HTTP Headers Viewer

Privacy Note: This tool displays HTTP headers sent by your browser to our server. No personal data is stored or logged.

View the complete HTTP request headers your browser sends with each web request.

Test External URL Headers

Common Header Reference

User-Agent: Identifies your browser and operating system

Accept: Lists content types your browser can handle

Accept-Language: Your preferred languages

Cookie: Contains stored cookies for the site

Referer: The previous page you came from

About HTTP Headers

HTTP headers are components of the HTTP protocol that allow clients and servers to pass additional information with requests and responses. They define the operating parameters of an HTTP transaction.

Types of HTTP Headers

  • Request Headers: Sent by the client to the server (e.g., User-Agent, Accept)
  • Response Headers: Sent by the server to the client (e.g., Content-Type, Set-Cookie)
  • General Headers: Apply to both requests and responses (e.g., Cache-Control, Connection)
  • Entity Headers: Describe the content being transferred (e.g., Content-Length, Last-Modified)

Common HTTP Headers

Request Headers

  • Host: Domain name of the server
  • User-Agent: Client application information
  • Accept: Acceptable response media types
  • Accept-Language: Preferred languages
  • Cookie: Stored cookies for the domain

Response Headers

  • Content-Type: Media type of the resource
  • Set-Cookie: Sets cookies on the client
  • Cache-Control: Caching directives
  • Location: URL redirection target
  • Server: Information about the server

Security-Related Headers

Modern websites use security headers to protect against common web vulnerabilities:

  • Content-Security-Policy (CSP): Prevents XSS attacks by controlling resources
  • X-Frame-Options: Prevents clickjacking by controlling framing
  • Strict-Transport-Security (HSTS): Enforces HTTPS connections
  • X-Content-Type-Options: Prevents MIME type sniffing
  • Referrer-Policy: Controls referrer information sent

Example HTTP Transaction

Request:

GET /index.html HTTP/1.1
Host: www.example.com
User-Agent: Mozilla/5.0
Accept: text/html,application/xhtml+xml
Accept-Language: en-US,en;q=0.5
Connection: keep-alive

Response:

HTTP/1.1 200 OK
Date: Mon, 23 May 2022 22:38:34 GMT
Server: Apache/2.4.1 (Unix)
Content-Type: text/html; charset=UTF-8
Content-Length: 138
Last-Modified: Mon, 22 May 2022 09:23:24 GMT
Cache-Control: public, max-age=3600

Frequently Asked Questions

What information do HTTP headers contain?
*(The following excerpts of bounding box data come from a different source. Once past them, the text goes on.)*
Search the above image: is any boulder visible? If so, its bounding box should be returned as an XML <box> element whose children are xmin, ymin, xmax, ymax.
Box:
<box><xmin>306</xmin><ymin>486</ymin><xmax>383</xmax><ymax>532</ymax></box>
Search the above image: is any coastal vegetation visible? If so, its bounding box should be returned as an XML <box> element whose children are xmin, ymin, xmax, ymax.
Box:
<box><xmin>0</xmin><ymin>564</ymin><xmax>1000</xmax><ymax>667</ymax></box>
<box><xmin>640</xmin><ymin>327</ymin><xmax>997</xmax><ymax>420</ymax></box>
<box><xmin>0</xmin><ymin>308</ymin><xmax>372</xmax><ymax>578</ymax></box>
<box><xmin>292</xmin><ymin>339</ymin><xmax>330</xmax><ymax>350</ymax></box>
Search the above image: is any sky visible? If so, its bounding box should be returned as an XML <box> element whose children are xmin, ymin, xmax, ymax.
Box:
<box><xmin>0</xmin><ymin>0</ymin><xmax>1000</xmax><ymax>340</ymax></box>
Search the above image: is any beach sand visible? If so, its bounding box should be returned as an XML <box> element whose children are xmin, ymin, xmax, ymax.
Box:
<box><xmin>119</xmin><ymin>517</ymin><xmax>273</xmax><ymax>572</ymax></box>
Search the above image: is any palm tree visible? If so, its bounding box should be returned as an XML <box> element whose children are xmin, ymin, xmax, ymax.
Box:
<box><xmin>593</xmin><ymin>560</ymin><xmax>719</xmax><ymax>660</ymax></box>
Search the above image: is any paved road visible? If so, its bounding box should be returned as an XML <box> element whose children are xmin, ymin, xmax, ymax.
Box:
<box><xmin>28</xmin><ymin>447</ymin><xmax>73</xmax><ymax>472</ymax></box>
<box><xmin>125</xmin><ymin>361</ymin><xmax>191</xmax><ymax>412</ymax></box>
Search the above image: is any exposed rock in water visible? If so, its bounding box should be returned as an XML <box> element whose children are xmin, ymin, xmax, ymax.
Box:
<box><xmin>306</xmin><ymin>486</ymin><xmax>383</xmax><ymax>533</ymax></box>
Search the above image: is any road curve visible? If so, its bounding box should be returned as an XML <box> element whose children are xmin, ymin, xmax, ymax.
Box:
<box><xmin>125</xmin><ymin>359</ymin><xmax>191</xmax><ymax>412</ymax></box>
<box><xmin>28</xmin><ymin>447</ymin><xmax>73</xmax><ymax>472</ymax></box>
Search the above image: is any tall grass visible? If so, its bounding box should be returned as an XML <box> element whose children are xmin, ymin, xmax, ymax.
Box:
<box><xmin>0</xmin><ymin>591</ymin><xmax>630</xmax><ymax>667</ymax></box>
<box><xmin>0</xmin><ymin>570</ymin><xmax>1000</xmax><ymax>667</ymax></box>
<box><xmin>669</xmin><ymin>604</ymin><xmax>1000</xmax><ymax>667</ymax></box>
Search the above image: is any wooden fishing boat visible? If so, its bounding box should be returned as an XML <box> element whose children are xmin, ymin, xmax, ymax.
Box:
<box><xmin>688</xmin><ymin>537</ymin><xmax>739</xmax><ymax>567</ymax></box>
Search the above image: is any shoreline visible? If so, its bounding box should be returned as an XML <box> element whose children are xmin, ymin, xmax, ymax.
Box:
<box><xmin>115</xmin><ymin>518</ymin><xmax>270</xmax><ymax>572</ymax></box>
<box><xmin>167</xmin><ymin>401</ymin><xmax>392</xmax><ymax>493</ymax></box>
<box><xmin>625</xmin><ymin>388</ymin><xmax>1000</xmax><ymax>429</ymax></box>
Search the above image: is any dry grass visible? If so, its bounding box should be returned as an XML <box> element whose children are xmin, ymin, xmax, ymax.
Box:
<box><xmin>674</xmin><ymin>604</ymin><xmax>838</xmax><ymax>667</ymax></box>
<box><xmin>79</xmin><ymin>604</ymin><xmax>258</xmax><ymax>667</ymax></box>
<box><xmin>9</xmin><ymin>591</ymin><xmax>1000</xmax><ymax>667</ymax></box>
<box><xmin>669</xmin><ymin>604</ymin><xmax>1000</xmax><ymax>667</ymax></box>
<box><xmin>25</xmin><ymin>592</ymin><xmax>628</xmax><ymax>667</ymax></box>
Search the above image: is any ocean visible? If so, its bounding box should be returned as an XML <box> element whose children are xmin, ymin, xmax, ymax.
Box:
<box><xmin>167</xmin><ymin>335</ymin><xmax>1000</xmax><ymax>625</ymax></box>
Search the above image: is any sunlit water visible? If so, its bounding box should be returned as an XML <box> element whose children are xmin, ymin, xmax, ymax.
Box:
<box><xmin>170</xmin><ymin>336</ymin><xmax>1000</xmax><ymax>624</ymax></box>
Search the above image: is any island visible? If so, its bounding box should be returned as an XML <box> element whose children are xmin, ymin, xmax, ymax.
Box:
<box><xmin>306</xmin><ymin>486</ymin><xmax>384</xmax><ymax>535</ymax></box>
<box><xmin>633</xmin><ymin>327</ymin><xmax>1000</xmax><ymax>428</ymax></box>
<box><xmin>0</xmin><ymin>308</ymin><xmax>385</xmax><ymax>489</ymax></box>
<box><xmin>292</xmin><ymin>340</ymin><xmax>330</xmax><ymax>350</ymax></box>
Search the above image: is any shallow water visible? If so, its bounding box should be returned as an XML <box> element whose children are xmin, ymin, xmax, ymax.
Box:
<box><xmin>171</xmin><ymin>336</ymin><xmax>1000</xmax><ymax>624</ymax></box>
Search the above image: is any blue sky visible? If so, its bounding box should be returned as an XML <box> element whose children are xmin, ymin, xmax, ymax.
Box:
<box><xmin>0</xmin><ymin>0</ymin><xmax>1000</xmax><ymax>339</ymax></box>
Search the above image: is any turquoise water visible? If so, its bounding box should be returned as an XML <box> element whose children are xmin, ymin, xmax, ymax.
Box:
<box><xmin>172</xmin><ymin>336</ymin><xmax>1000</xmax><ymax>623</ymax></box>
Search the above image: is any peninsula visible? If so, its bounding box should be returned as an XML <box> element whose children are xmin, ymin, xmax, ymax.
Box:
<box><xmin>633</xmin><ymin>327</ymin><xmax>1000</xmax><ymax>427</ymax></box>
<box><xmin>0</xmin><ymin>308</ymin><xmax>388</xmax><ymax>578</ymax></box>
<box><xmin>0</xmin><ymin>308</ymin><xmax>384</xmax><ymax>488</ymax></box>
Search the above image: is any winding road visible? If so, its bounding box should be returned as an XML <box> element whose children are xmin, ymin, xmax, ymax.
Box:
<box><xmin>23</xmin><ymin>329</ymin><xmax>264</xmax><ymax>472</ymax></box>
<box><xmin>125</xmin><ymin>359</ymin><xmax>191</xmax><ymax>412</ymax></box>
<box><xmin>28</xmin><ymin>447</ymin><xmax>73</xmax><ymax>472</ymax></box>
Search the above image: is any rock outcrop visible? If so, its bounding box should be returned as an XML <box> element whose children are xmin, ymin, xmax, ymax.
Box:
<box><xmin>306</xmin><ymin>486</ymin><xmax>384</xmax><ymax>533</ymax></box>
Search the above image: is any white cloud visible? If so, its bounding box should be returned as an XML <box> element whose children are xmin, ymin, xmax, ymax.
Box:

HTTP headers contain metadata about the request or response, including content type, caching directives, authentication tokens, cookies, server information, and more. They help browsers and servers communicate effectively.

Can I see HTTPS headers?

This tool shows HTTP headers sent to our server. For HTTPS sites, the headers are encrypted during transmission but are visible to both the client and server. When testing external HTTPS URLs, we can only show response headers, not the encrypted request.

Why can't I see all headers when testing external URLs?

Some servers block header requests or restrict certain headers from being visible. Additionally, cross-origin restrictions may prevent access to certain headers. For complete header inspection, browser developer tools are more reliable.

How can I modify or remove headers my browser sends?

Browser extensions can modify headers, but most headers are set automatically by your browser. Some can be controlled through browser settings or flags, but modifying headers can break website functionality.

Note: This tool is for educational purposes. For professional header analysis, consider browser developer tools or specialized HTTP debugging proxies.